I am afraid of becoming my father. One day, if I lose myself, I will forget everything that mattered to me. I will forget my sister, my mother, my beautiful nieces. I will forget about sex, chocolate, the smell of the beach, buying new shoes. I will forget that happiness exists. For someone like my father, like me, there is only this moment; there is only today. What we want now. There is no such thing as tomorrow. To us the future and past are the same, images that can be just as easily considered dreams rather than memories. I can imagine what will happen tomorrow just as easily as I recall what happened yesterday. They are ghosts. It is as if nothing ever happened that is not happening now. I am a goldfish forced to relive my father’s death every few seconds. I live in small doses; I only do what I have to, to get by. This will all catch up with me. Not tonight, tomorrow maybe, next year, ten years from now. I cannot change who I was made to be. I cannot change the will of my father, his father, his father before him. I have no brothers. I come as close to my father as was meant. This is fate and I cannot mess with it.
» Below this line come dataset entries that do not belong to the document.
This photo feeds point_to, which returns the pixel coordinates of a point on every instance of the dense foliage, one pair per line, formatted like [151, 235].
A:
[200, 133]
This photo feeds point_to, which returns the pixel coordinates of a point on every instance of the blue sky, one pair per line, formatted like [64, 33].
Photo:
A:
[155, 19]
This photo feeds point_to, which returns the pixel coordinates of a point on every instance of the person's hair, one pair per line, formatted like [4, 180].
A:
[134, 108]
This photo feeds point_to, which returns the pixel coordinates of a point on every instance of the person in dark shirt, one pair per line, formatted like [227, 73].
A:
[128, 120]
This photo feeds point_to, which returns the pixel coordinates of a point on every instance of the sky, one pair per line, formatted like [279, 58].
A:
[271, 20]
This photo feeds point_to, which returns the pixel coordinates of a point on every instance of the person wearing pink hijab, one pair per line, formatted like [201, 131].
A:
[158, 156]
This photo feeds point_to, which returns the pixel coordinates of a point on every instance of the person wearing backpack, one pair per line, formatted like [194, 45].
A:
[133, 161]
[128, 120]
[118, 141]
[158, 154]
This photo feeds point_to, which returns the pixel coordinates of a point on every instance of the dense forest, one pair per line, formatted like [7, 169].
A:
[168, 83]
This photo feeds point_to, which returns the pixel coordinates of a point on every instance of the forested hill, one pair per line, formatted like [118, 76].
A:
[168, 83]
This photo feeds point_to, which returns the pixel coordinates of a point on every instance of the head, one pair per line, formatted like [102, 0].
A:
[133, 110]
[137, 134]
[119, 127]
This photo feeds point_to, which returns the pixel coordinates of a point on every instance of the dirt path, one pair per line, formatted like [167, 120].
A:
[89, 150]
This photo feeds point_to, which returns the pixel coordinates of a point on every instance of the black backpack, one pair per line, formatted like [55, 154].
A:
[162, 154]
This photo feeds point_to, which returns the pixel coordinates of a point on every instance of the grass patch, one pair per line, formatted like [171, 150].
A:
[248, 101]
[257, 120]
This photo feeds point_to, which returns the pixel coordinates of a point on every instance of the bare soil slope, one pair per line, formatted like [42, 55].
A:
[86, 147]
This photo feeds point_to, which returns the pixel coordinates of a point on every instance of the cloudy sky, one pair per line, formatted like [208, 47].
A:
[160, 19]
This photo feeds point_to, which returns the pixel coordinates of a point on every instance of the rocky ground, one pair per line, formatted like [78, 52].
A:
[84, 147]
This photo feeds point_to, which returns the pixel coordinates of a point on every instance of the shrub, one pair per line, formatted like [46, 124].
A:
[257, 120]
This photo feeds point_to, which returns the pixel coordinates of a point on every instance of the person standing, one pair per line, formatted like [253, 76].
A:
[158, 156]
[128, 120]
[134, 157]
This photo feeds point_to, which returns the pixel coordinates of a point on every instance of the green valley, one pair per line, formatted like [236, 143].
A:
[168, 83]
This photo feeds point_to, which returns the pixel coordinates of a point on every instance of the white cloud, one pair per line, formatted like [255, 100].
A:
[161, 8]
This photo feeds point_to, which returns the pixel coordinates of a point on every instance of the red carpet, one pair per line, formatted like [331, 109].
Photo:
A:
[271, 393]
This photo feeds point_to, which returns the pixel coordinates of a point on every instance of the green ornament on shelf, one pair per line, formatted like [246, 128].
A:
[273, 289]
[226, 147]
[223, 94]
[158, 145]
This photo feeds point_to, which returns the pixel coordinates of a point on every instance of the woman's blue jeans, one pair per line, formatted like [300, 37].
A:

I start to wonder how it will end for me. I could not use a rope or a knife or a gun. I could not jump off anything or wreck my car. I could not turn on the gas or slit my wrists. I figure I will take sleeping pills when I am ready. I can sleep forever. I won’t have to feel anything. I understand I have made this choice for my future. I choose when I go. I will always be the same age. Today is not the day though. There are still things for me to do.

3 Comments:

Blogger karen said...

this is so beautifully written, so concise and moving that it made me cry. you really have a wonderful gift for the written word, and i am in awe at how you were able to convey this trauma so honestly and palpably. it's heart-rending. this is definitely a publishable piece. it is haunting, absorbing, and real.

6:14 PM  
Blogger Idalmis said...

thanks karen, it was hard for me to write so i am glad you got it

6:42 AM  
Anonymous Anonymous said...

Very powerful writing Ida. I love reading your stories.